Respondents indicate that while time taken by VA to

adjudicate a claim may be frustrating to a petitioner,

the delay must be unreasonable before a court will

inject itself into an administrative agency’s

adjudicative process and that the mere passage of time

in reviewing a matter does not constitute the

extraordinary circumstances requiring the Court to

invoke its mandamus power.

Attorney for Petitioners:

Ronald L. Smith, Esquire (202) 554-3501

Disabled American Veterans

Attorney for Respondent:

R. Randall Campbell, Esquire (202) 639-4802

Office of General Counsel

DAV Prevails in Fight Over Tinnitus Claims

On April 5, 2005, the United States Court of Appeals for Veterans Claims handed down its decision in Smith v. Nicholson. The DAV had argued on behalf of Mr. Smith that he was entitled to two separate ten-percent disability ratings for service-connected tinnitus, i.e., ringing, in his right and left ears. The Department of Veterans Affairs (VA) argued in Smith’s case, as well as in a large number of other cases, that the VA Schedule for Rating Disabilities provided for only one ten-percent rating, regardless of whether the tinnitus was present in only one ear or both ears.

The Court held that: “Based on the plain language of the regulations, the Court holds that the pre-1999 and pre-June 13, 2003 versions of [diagnostic code] 6260 required the assignment of dual ratings for bilateral tinnitus.” Veterans who filed a claim for service connection for tinnitus in both ears, or who claimed an increased rating for that condition, prior to June 13, 2003, may be entitled to receive combined disability compensation based on two ten-percent ratings for tinnitus.
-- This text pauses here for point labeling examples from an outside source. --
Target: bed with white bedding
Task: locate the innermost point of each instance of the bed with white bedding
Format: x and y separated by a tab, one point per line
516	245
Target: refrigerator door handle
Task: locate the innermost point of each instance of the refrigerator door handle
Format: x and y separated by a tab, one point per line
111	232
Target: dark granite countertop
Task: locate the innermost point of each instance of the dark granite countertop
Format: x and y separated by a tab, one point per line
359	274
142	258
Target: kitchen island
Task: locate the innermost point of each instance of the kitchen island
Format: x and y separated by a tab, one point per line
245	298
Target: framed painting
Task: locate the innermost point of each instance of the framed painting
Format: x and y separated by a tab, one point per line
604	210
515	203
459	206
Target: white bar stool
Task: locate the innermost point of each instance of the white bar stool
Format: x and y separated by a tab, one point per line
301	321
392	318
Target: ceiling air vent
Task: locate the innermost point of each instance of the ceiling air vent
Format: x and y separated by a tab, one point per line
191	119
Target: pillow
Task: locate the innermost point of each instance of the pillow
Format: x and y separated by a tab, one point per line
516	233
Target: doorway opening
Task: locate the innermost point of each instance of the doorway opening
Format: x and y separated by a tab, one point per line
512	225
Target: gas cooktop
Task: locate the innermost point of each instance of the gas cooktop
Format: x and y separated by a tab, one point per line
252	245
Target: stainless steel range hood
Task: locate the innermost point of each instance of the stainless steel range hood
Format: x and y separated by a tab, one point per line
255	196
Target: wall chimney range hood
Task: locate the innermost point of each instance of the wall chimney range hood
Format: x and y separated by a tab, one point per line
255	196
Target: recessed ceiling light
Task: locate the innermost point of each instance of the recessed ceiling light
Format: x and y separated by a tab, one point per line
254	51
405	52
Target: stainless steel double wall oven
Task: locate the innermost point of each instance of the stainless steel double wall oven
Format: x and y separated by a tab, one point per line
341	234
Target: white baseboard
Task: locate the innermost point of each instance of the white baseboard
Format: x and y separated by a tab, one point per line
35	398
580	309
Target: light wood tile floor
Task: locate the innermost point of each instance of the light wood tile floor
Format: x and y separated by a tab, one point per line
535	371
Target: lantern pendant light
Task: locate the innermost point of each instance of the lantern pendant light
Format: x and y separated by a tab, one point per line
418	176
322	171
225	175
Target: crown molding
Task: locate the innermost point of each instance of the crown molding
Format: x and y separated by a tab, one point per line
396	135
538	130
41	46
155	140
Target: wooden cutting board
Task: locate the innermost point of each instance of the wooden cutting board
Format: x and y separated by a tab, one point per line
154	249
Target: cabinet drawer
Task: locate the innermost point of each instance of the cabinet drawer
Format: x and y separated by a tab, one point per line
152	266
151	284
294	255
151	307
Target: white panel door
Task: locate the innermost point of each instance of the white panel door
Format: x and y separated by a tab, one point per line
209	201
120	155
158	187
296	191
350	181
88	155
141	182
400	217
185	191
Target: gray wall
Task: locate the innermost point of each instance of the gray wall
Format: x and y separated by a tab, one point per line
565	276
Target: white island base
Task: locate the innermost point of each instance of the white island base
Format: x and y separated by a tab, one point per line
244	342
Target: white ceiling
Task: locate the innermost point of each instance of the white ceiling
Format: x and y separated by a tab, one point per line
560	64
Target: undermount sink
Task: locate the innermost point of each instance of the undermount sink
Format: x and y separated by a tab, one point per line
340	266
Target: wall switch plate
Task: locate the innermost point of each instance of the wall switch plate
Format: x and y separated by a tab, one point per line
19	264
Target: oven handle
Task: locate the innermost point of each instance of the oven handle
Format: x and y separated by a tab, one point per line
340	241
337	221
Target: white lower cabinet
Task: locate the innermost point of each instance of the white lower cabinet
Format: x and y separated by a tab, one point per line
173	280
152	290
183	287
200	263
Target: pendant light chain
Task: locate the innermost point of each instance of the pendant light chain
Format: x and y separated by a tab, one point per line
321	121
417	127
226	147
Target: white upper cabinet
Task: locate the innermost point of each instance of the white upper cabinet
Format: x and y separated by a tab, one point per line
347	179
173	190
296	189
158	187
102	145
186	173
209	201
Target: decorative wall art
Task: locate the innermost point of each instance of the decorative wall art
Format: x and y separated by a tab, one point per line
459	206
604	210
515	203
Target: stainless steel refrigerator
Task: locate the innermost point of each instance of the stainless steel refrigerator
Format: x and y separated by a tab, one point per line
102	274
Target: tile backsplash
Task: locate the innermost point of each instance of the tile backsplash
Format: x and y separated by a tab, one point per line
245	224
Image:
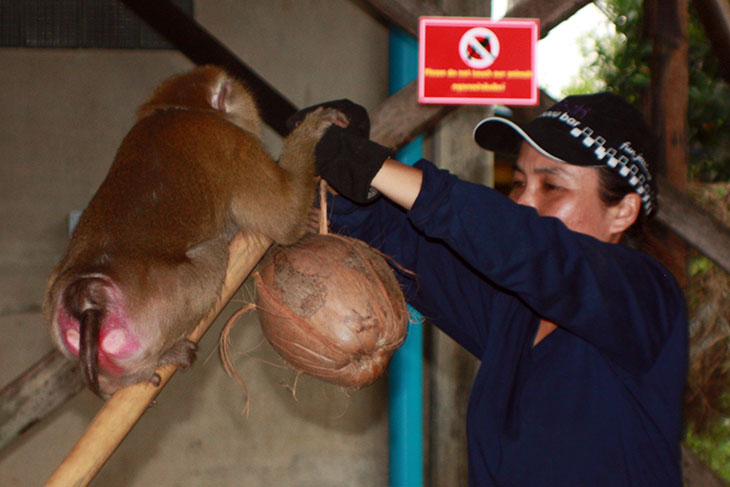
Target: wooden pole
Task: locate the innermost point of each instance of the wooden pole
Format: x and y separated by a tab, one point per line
120	413
667	24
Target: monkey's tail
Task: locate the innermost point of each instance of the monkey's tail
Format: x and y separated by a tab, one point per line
89	327
86	300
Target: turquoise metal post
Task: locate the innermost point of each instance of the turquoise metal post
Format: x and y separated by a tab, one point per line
406	367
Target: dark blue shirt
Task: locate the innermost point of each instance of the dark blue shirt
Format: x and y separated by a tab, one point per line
595	403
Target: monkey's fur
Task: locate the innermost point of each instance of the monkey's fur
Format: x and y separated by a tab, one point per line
148	257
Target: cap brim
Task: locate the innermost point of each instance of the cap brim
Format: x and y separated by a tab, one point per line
501	135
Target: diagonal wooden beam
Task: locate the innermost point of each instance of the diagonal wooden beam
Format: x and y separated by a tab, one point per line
202	48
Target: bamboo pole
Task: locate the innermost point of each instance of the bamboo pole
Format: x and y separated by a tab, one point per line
122	411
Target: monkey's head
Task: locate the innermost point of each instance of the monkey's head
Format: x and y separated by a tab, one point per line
206	88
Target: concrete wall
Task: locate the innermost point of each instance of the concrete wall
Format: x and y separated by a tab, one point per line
64	113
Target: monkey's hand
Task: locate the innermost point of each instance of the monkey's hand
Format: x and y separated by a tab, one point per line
357	117
345	157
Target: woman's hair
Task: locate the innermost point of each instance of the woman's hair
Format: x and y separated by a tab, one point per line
612	188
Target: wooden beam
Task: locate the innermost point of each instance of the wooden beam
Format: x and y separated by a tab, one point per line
667	24
405	13
693	224
202	48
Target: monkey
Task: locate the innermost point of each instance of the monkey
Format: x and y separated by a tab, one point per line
147	259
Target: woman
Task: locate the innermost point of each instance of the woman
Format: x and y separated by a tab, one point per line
582	341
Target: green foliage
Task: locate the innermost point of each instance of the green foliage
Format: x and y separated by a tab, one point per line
620	63
713	448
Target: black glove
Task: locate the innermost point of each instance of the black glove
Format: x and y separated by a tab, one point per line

Additionally, the law does not permit any such ratings to be reduced in the future, unless the severity of the tinnitus is shown to have actually improved.

The decision of the Court of Appeals for Veterans Claims in the Smith case has not yet become final. The VA appealed that decision to the United States Court of Appeals for the Federal Circuit on June 22, 2005. The VA and Mr. Smith have both filed opening briefs, and the VA’s reply brief is due in January 2006. DAV anticipates that the Federal Circuit will hold oral argument on the VA’s appeal in the spring. The Federal Circuit is likely to hand down a decision in the second half of 2006.